She was a member of the Salón de la Plástica Mexicana and the Taller de Gráfica Popular, joining both in 1950.
A group of her friends nominated her for the Premio Nacional de Arte but it was denied. However, her work has been honored with a number of retrospective exhibits before and after her death. In 2007, there was a retrospective of her work at the Festival de México in the historic center of Mexico City at the House of the First Print Shop in the Americas with the title of La Fanny de los Fridos. Her work was featured at an exhibition called Fanny Rabel y Mujeres del Salón de la Plástica Mexicana held at the José Vasconcelos Library . The Salón de la Plástica Mexicana had a retrospective of her work after he death called Retrospectiva in Memoriam, Fanny Rabel (1922-2008) held at the Museum of the Universidad Popular Autónoma del Estado de Puebla .

==Artistry==
Rabel is considered to be the first modern female muralist in Mexico although she also did significant work in painting, engraving, drawing and ceramic sculpture. Her work has been classified as poetic Surrealism, Neo-expressionism and is also considered part of the Escuela Mexicana de Pintura (the dominant art movement of the early to mid 20th century in Mexico) as one of the youngest muralists to be associated with it along with Arnold Belkin and José Hernández Delga.

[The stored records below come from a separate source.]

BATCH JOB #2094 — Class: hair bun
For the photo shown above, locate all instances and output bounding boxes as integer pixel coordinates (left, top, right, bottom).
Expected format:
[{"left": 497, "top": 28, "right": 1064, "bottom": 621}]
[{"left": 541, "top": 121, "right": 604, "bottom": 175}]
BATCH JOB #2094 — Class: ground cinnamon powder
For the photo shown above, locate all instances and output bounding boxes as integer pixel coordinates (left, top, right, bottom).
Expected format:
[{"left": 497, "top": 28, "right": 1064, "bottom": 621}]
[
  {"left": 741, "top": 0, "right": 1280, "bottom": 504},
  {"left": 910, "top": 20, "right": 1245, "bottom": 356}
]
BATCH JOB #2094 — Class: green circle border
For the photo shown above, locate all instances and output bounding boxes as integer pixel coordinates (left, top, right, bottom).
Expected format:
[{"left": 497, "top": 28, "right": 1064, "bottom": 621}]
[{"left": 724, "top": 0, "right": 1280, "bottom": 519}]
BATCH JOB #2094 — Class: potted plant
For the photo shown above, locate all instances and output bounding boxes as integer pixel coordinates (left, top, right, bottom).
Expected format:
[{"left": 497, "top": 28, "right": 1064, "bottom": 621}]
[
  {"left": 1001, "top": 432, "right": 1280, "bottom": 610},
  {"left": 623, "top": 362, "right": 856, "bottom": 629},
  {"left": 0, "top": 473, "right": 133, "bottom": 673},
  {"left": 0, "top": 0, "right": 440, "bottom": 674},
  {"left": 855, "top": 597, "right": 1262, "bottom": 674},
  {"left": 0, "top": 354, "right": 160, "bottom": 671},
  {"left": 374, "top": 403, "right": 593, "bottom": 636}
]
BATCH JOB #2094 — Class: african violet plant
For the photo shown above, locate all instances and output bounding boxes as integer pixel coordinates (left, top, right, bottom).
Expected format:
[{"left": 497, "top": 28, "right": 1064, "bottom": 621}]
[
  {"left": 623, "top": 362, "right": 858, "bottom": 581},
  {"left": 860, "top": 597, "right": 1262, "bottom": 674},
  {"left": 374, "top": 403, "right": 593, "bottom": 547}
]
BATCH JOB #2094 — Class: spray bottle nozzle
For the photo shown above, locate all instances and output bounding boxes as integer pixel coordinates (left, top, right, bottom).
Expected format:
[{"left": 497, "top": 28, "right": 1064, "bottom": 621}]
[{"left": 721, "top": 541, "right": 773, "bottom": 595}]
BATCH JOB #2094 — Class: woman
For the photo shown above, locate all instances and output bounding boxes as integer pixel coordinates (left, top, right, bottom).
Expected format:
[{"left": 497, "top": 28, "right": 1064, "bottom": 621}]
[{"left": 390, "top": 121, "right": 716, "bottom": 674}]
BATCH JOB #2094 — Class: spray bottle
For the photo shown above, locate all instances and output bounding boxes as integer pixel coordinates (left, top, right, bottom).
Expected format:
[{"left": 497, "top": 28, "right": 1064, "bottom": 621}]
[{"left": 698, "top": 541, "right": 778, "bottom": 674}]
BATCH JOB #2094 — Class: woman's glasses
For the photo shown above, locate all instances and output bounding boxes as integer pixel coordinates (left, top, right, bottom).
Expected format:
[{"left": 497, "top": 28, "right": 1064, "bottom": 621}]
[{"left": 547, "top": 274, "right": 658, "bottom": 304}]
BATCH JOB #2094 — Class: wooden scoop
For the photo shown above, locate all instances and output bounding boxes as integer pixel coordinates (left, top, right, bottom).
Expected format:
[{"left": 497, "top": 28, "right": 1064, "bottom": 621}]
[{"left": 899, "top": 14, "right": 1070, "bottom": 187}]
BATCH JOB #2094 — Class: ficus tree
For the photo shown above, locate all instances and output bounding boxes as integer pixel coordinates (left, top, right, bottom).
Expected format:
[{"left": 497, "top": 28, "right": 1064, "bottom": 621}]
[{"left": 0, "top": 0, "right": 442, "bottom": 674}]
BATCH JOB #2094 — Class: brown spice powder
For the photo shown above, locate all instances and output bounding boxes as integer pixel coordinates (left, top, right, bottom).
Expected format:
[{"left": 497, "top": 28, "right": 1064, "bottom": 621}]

Rabel was more drawn to depicting mankind’s pain rather than happiness, sharing other Mexican muralists' concerns about social injustice. However, she stated to Leopoldo Méndez that she could not create combative works, with clenched fists and fierce faces, and she wanted to leave the Taller de Gráfica Popular. Méndez convinced her to stay, saying that more tender images are important to political struggle as well. Children with Mexican faces are common in her work, often with expressions between laughter and tears. They are generally poor children, meant to depict the socioeconomically marginalized populations in the country. However, she did not paint outright tragedy or tears. In many of her works, the different social classes of Mexico are contrasted, often with indigenous peoples. The gentleness of her works, she insisted was “for the revolution.” She also did one portrait of Frida Kahlo, a pencil drawing which was first exhibited near the end of her life.

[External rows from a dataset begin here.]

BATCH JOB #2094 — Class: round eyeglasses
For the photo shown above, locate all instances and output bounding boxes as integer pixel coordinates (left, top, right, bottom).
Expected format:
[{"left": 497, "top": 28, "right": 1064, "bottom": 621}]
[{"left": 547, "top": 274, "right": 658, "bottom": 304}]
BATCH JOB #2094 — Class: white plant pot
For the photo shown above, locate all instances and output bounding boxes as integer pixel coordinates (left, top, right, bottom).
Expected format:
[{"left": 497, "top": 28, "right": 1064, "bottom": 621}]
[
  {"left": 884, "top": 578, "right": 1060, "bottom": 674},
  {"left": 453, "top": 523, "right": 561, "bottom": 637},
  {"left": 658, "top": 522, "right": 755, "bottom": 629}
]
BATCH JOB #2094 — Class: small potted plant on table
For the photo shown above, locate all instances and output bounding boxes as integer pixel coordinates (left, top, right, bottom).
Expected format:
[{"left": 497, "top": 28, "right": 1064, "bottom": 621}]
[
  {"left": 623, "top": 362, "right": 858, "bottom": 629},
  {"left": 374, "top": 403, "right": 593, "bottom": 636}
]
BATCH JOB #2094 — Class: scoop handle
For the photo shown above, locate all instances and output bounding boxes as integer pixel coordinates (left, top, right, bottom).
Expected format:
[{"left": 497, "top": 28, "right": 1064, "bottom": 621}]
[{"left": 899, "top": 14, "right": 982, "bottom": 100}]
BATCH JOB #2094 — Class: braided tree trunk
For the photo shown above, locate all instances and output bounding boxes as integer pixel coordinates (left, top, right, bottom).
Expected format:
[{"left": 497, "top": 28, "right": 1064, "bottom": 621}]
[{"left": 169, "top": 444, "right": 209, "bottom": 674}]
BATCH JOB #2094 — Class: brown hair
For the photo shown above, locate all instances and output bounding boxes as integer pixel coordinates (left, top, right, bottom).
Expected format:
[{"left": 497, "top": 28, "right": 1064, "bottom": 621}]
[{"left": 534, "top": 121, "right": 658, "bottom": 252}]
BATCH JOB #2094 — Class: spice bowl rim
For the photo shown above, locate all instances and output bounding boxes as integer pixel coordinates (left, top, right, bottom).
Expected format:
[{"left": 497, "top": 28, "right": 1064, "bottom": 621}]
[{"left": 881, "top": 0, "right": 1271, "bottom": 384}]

She was economically prosperous, something which bothered her as she worried about exploiting the poor for art. Unlike artists who avoided the news and popular culture as to not poorly influence their art, Rabel attended concerts, listened to the radio and was a fan of film from both Mexico and Hollywood.

She was one of the first of her generation to develop themes related to ecology, the changes in Mexico City, against technocracy and emphasis on commerce. She began a series of paintings in 1979 called “Réquiem por una ciudad” depicting what she considered to be the destruction of Mexico City by smog, traffic and garbage. The works include: "Diálogo capitalino," "Muerte citadina," "Los peatones van al cielo," "El profundo drenaje," "La rebelión de los peatones" and "México, D.F." "Réquiem para una ciudad" in 1979 considers three themes: the lack of human communication, the traffic, and pollution of the air and ground. "La rebelión de los peatones" in 1987 expresses a worry about the excess of cars in the city.